Come sperimentato già nella protesica di anca e ginocchio, questa tecnologia utilizza un punto fisso su un repere anatomico del paziente (in questo caso un'antenna/sensore fissata alla coracoide) combinata agli input forniti dal chirurgo per creare una mappa stereotassica delle componenti ossee. Tutta la strumentazione (filo guida, frese, impattatori...) viene dotata di un ulteriore sensore e si riferisce a questa mappa 3D in correlazione con il planning preoperatorio al fine di assicurare l'accurato posizionamento delle componenti. Il chirurgo controlla in tempo reale, guardando su un monitor o attraverso degli smartglasses, l'accuratezza di ogni singolo step della procedura; è importante sottolineare il fatto che è l'operatore che decide il gesto finale senza essere in alcun modo forzato o vincolato dal sistema di navigazione.
La precisione di questa tecnologia è dell'ordine di 0.5mm e 0.5 gradi. I tempi chirurgici, una volta presa confidenza con la tecnologia, aumentano di 5-10 minuti quindi non in misura tale da determinare un maggior rischio infettivo o di sanguinamento.

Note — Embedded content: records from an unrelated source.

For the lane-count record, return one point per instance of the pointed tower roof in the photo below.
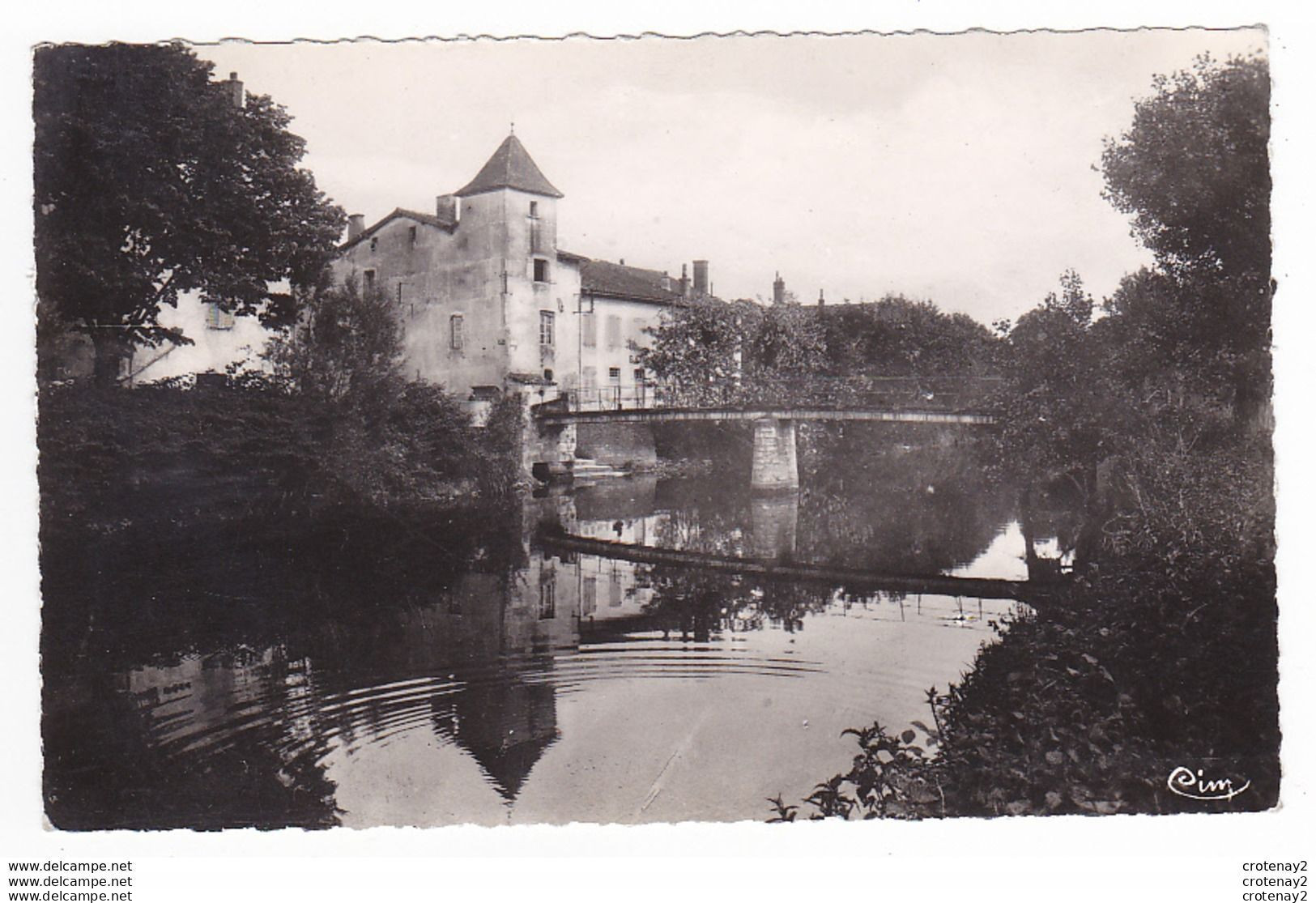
(511, 168)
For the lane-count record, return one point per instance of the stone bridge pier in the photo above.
(775, 466)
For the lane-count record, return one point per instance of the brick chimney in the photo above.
(445, 208)
(701, 277)
(235, 90)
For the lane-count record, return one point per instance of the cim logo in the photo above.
(1194, 785)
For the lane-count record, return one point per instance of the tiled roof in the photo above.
(428, 219)
(628, 282)
(511, 168)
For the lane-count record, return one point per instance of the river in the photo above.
(537, 685)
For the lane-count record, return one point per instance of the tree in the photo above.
(151, 181)
(701, 343)
(1057, 412)
(347, 345)
(1194, 172)
(787, 343)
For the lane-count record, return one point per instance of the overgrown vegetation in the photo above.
(1164, 653)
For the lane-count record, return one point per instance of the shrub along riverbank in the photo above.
(164, 495)
(1162, 657)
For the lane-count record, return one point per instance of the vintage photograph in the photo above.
(761, 427)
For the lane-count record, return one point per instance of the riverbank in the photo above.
(1149, 688)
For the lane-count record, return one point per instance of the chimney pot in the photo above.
(701, 277)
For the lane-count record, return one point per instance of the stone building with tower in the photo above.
(490, 302)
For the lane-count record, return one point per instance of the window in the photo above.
(216, 317)
(547, 597)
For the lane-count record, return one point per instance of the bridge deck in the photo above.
(891, 582)
(670, 415)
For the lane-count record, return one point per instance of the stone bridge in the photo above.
(773, 406)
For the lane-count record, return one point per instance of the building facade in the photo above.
(488, 298)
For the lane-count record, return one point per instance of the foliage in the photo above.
(1164, 652)
(149, 182)
(347, 347)
(1056, 404)
(712, 343)
(786, 341)
(1194, 172)
(699, 343)
(898, 337)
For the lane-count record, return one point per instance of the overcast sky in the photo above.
(952, 168)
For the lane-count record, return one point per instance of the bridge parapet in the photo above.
(949, 394)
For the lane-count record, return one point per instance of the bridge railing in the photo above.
(884, 393)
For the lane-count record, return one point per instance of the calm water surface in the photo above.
(562, 688)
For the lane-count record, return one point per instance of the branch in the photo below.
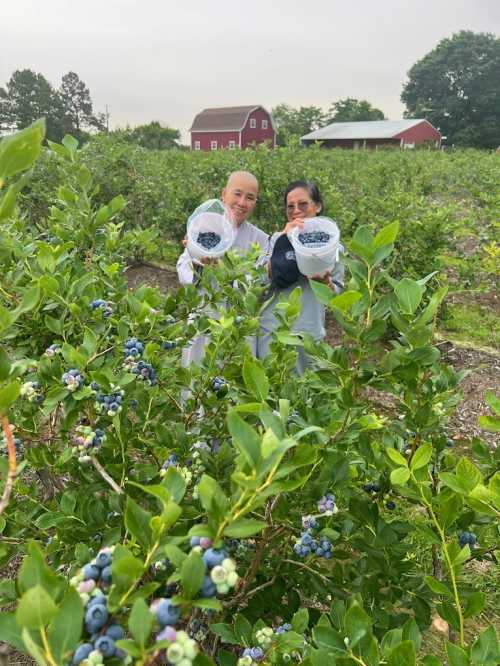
(11, 476)
(106, 476)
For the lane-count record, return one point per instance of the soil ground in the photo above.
(483, 375)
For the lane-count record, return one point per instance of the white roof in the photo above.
(367, 129)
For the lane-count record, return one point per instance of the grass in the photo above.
(474, 323)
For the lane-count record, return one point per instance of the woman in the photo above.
(302, 200)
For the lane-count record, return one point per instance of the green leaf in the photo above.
(20, 150)
(34, 571)
(10, 631)
(140, 622)
(66, 627)
(246, 440)
(485, 651)
(456, 656)
(35, 609)
(8, 396)
(468, 474)
(255, 378)
(396, 457)
(137, 523)
(225, 632)
(409, 294)
(387, 235)
(400, 476)
(4, 365)
(192, 574)
(357, 624)
(402, 655)
(437, 587)
(242, 528)
(421, 456)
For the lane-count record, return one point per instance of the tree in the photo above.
(27, 97)
(457, 88)
(77, 106)
(293, 122)
(153, 136)
(353, 110)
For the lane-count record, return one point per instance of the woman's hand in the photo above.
(325, 279)
(297, 222)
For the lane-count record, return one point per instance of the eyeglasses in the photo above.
(301, 205)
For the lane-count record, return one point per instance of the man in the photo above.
(239, 198)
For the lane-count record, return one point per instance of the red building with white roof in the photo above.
(232, 127)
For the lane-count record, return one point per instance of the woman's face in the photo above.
(299, 205)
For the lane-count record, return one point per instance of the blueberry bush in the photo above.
(231, 513)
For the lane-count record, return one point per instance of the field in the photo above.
(235, 513)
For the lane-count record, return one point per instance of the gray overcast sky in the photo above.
(167, 60)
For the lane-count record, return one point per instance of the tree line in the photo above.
(456, 86)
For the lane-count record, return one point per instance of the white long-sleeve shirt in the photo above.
(247, 235)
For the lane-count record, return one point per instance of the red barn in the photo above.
(375, 133)
(232, 127)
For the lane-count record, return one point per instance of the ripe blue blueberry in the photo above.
(115, 631)
(106, 646)
(95, 618)
(103, 559)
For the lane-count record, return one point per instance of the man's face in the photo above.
(240, 197)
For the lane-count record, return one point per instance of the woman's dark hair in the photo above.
(311, 188)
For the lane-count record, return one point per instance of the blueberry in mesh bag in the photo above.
(314, 238)
(208, 239)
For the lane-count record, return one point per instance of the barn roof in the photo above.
(368, 129)
(228, 118)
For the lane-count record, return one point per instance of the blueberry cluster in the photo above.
(326, 505)
(219, 384)
(251, 656)
(465, 538)
(31, 391)
(18, 445)
(87, 441)
(52, 350)
(182, 649)
(133, 348)
(144, 371)
(109, 403)
(171, 461)
(73, 380)
(208, 239)
(105, 306)
(264, 637)
(314, 238)
(90, 582)
(283, 628)
(308, 544)
(371, 488)
(221, 569)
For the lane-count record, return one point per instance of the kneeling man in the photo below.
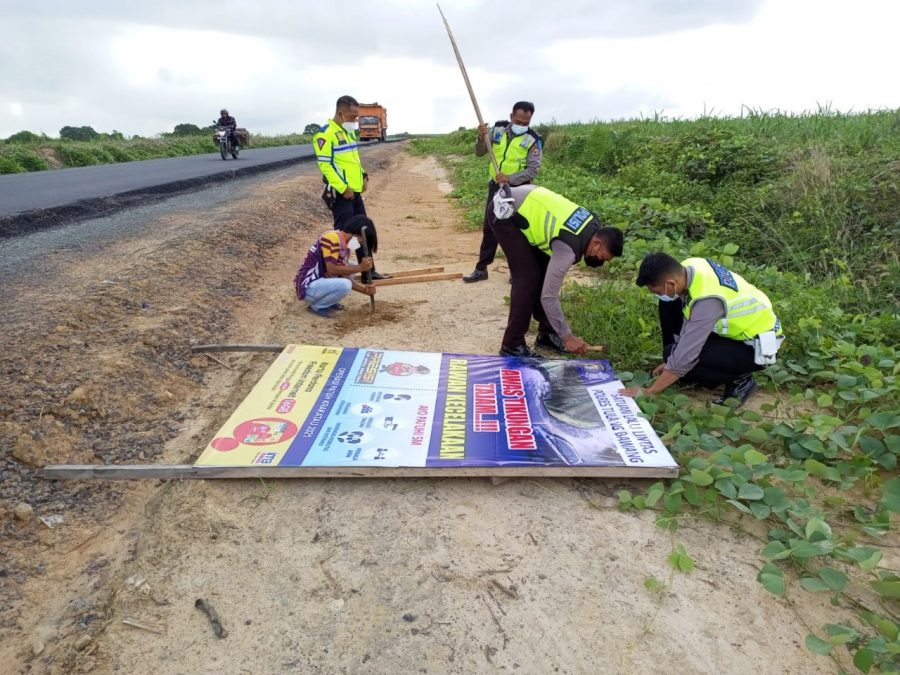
(717, 328)
(326, 275)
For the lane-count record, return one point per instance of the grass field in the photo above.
(808, 209)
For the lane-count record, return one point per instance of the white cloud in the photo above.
(279, 65)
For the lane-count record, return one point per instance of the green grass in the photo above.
(36, 153)
(807, 208)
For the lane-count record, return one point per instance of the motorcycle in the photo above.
(226, 147)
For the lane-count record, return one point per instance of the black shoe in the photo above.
(551, 341)
(477, 275)
(741, 389)
(522, 351)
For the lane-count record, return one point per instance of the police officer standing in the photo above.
(337, 150)
(717, 328)
(517, 149)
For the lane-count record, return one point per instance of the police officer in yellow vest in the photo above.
(717, 328)
(337, 151)
(543, 234)
(518, 149)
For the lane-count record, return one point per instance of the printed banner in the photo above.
(332, 407)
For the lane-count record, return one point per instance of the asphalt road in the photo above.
(22, 192)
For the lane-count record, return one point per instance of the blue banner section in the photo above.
(327, 399)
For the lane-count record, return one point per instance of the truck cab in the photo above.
(372, 122)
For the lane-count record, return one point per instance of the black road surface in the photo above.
(33, 201)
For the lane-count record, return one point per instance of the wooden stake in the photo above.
(415, 273)
(418, 279)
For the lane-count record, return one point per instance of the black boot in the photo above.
(741, 389)
(477, 275)
(522, 351)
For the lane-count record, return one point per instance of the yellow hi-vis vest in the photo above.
(748, 311)
(551, 216)
(338, 155)
(511, 153)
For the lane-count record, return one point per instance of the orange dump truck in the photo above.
(372, 122)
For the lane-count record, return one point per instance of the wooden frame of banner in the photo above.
(189, 471)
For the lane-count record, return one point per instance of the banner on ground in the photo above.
(333, 407)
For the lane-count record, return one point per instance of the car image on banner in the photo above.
(333, 407)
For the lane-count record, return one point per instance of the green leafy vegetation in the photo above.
(807, 208)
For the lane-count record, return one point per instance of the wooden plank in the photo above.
(186, 471)
(415, 280)
(237, 348)
(415, 273)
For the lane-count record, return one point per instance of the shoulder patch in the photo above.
(725, 277)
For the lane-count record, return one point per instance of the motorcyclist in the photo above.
(227, 121)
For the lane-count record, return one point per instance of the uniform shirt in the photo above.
(533, 162)
(562, 257)
(694, 331)
(330, 247)
(337, 152)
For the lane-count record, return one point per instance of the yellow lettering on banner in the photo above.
(308, 371)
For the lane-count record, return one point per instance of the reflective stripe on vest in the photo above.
(341, 152)
(549, 215)
(748, 311)
(511, 153)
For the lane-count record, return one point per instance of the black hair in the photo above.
(355, 226)
(613, 238)
(527, 106)
(345, 102)
(655, 267)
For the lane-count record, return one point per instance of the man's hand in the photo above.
(576, 345)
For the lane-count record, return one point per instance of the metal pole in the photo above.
(462, 68)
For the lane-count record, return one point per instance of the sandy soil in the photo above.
(349, 576)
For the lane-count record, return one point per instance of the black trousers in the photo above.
(345, 209)
(722, 360)
(527, 269)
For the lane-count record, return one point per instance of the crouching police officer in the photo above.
(543, 234)
(717, 328)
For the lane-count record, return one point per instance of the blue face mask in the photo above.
(667, 298)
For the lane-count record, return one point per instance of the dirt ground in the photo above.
(349, 576)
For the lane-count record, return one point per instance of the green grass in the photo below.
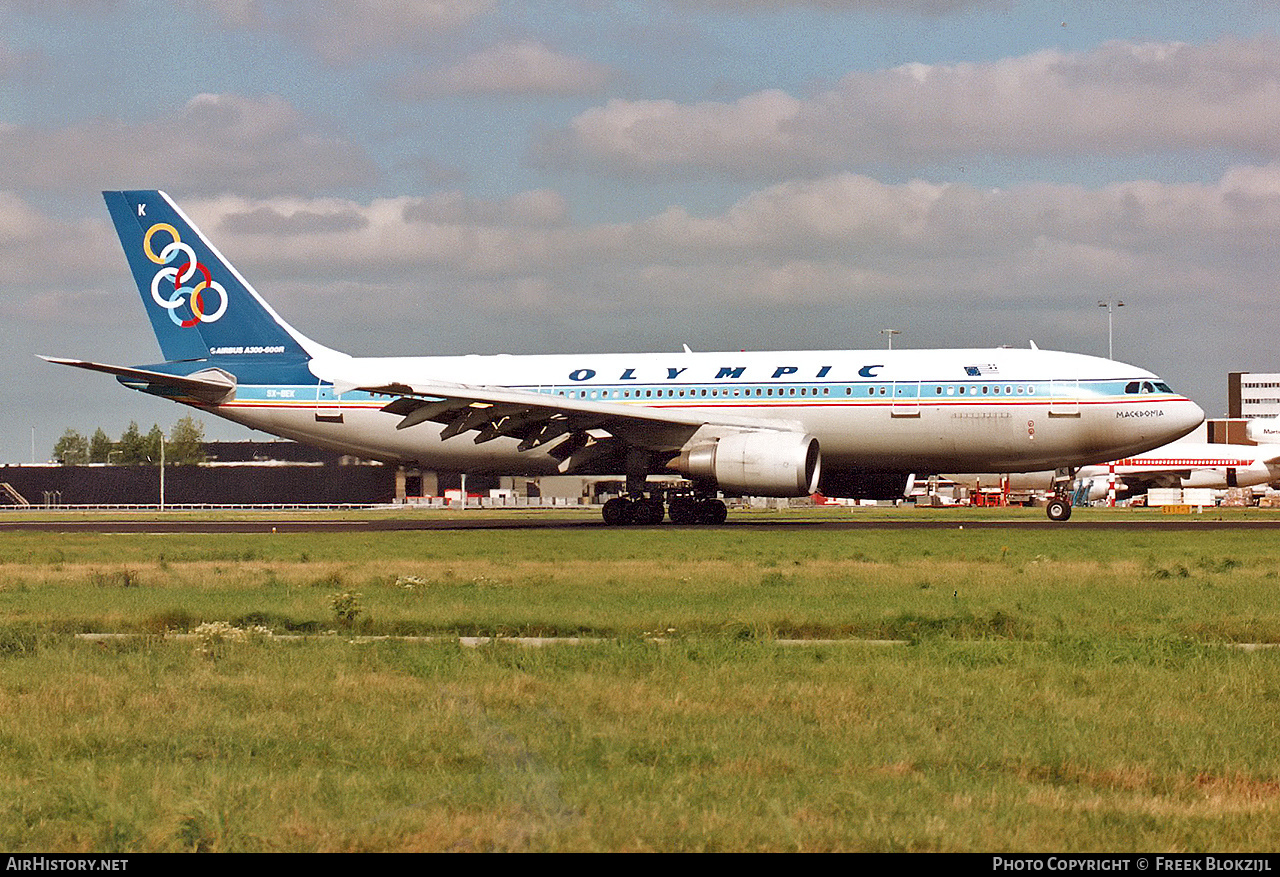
(1059, 690)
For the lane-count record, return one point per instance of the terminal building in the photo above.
(1252, 394)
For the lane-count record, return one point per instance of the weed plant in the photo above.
(1066, 690)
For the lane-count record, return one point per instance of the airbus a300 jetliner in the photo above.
(773, 424)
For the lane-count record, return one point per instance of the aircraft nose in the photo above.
(1183, 416)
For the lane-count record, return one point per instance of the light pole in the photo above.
(161, 471)
(1110, 306)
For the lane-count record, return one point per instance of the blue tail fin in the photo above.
(199, 304)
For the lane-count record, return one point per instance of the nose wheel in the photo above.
(1059, 508)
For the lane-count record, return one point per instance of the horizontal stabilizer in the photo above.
(209, 386)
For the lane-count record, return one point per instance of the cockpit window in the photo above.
(1146, 387)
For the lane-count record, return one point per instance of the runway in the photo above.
(745, 522)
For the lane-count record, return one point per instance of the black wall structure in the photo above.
(238, 474)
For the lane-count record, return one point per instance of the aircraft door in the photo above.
(906, 398)
(1064, 398)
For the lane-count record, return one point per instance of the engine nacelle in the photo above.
(755, 464)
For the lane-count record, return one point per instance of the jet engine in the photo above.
(755, 464)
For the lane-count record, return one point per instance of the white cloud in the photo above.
(516, 68)
(215, 142)
(810, 241)
(1120, 97)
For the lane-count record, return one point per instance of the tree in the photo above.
(100, 447)
(186, 443)
(132, 446)
(152, 446)
(72, 450)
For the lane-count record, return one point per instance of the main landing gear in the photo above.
(652, 507)
(1059, 508)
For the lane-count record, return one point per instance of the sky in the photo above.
(593, 176)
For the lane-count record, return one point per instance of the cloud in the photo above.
(1120, 97)
(214, 142)
(524, 68)
(837, 238)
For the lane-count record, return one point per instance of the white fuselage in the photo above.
(924, 411)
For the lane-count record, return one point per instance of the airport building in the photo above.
(1252, 394)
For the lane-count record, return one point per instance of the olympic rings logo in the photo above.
(181, 275)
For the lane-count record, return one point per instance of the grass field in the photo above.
(1047, 690)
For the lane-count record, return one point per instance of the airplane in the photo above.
(1179, 465)
(771, 424)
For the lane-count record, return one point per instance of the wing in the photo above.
(583, 434)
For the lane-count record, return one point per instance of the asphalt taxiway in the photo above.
(163, 524)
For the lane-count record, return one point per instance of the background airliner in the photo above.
(1178, 465)
(780, 424)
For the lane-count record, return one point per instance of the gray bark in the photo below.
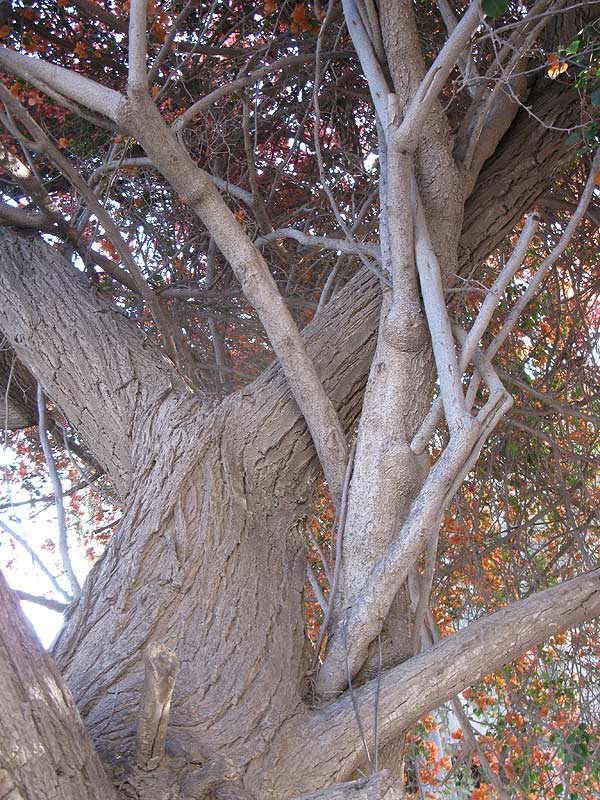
(45, 750)
(207, 561)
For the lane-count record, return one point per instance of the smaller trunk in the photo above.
(381, 786)
(46, 751)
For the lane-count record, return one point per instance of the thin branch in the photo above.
(137, 78)
(325, 242)
(71, 84)
(63, 539)
(47, 602)
(489, 305)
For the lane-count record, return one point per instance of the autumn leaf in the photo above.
(556, 67)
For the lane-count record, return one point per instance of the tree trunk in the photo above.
(207, 560)
(46, 751)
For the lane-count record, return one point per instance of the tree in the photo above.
(431, 139)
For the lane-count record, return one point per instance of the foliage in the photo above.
(527, 515)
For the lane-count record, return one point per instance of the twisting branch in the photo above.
(421, 104)
(378, 84)
(174, 345)
(143, 120)
(137, 79)
(439, 324)
(65, 82)
(63, 540)
(426, 681)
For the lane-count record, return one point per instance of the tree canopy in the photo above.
(220, 223)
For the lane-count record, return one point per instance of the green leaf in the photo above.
(494, 8)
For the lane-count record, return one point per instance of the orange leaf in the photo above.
(299, 14)
(555, 67)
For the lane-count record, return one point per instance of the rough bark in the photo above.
(46, 751)
(207, 560)
(424, 682)
(381, 786)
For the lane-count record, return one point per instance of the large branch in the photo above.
(45, 750)
(424, 682)
(92, 361)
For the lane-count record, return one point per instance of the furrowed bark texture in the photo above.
(90, 359)
(381, 786)
(204, 561)
(207, 560)
(46, 751)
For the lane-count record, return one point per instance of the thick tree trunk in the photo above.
(207, 560)
(45, 750)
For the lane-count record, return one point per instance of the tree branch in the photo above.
(426, 681)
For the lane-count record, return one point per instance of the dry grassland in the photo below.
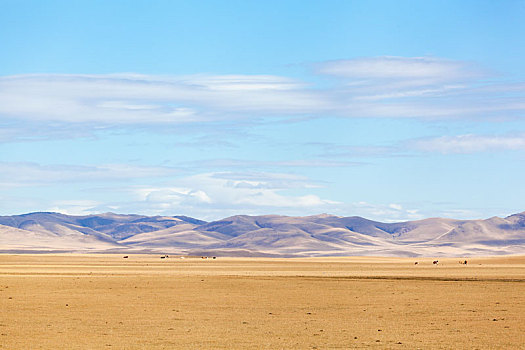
(144, 302)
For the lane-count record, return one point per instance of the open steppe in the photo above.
(144, 302)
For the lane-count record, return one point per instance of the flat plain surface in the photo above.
(144, 302)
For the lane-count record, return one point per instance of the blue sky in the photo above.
(392, 110)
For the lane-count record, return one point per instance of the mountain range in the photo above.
(268, 235)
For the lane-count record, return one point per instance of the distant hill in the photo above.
(268, 235)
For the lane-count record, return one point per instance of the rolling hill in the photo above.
(268, 235)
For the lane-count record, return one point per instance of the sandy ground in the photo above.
(144, 302)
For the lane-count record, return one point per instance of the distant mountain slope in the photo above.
(318, 235)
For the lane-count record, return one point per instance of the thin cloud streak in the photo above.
(377, 87)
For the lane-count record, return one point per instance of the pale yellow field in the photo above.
(144, 302)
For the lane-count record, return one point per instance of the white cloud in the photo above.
(393, 87)
(417, 70)
(28, 174)
(232, 192)
(470, 143)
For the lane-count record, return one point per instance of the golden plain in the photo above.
(145, 302)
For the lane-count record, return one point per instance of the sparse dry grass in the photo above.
(95, 301)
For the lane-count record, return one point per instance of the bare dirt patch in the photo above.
(96, 301)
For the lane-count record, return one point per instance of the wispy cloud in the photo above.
(470, 143)
(403, 70)
(393, 87)
(30, 174)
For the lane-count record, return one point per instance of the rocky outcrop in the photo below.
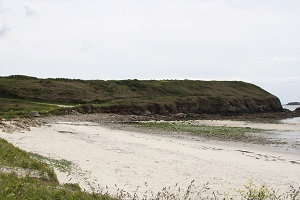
(200, 106)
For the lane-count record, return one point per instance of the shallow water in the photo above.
(290, 107)
(295, 120)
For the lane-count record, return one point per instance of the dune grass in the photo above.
(16, 186)
(13, 108)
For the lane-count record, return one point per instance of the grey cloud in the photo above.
(29, 12)
(3, 31)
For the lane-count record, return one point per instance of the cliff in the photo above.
(143, 96)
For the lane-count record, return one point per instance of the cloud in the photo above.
(3, 31)
(29, 12)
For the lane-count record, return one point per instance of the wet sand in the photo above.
(107, 159)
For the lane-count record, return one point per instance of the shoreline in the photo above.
(107, 156)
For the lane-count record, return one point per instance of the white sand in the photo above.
(106, 157)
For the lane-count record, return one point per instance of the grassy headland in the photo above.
(138, 96)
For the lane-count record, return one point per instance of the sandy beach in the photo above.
(107, 159)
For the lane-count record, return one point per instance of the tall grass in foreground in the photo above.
(15, 186)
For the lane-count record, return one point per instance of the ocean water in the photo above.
(295, 120)
(290, 107)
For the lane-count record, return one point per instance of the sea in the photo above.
(290, 107)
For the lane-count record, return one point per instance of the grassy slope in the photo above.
(76, 91)
(14, 187)
(156, 96)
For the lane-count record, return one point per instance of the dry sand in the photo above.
(137, 162)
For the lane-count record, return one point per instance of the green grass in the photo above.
(12, 108)
(140, 96)
(62, 165)
(15, 157)
(15, 187)
(217, 132)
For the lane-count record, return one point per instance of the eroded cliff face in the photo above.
(205, 106)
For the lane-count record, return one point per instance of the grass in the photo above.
(142, 96)
(14, 186)
(15, 157)
(13, 108)
(217, 132)
(62, 165)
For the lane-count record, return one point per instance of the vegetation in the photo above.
(17, 186)
(138, 96)
(13, 108)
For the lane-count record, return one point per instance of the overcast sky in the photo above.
(256, 41)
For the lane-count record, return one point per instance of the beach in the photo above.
(109, 160)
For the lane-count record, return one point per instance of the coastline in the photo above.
(104, 156)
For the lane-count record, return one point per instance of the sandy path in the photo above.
(107, 157)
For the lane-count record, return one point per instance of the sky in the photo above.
(256, 41)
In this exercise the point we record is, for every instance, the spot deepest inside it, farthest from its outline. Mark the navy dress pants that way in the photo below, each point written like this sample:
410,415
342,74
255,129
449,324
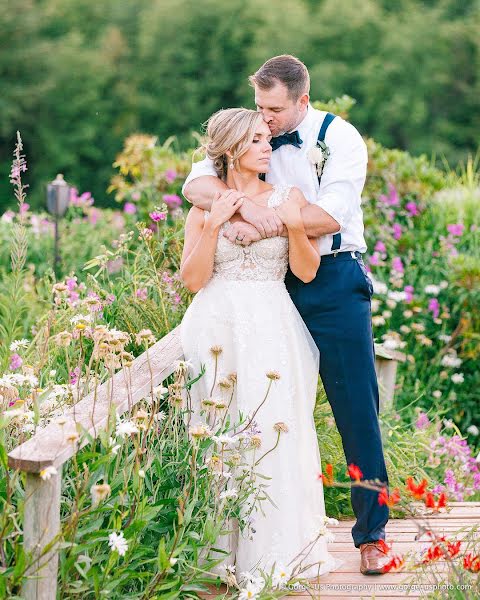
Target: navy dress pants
336,309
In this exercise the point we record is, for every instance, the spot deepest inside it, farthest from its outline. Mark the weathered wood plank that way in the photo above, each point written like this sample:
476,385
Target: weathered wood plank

Concludendo, le nuove tecnologie di navigazione e realtà aumentata probabilmente rappresenteranno un elemento cruciale nel futuro della chirurgia protesica di spalla: esse, infatti, consentono di traferire in sala operatoria il planning elaborato sulla base della TAC del paziente, limitando la possibilità di errori di posizionamento, migliorando l'accuratezza chirurgica quindi, come obiettivo finale, gli outcomes clinici.


Bibliografia:

  1. Schoch, B. S., Haupt, E., Leonor, T., Farmer, K. W., Wright, T. W., & King, J. J. (2020). Computer navigation leads to more accurate glenoid targeting during total shoulder arthroplasty compared with 3-dimensional preoperative planning alone. Journal of shoulder and elbow surgery, 29(11), 2257-2263
  2. Chytas D, Malahias MA, Nikolaou VS. Augmented Reality in Orthopedics: Current State and Future Directions. Front Surg. 2019;6:38. Published 2019 Jun 27.
  3. Nashikkar, P. S., Scholes, C. J., & Haber, M. D. (2019). Computer navigation re-creates planned glenoid placement and reduces correction variability in total shoulder arthroplasty: an in vivo case-control study. Journal of shoulder and elbow surgery, 28(12), e398-e409.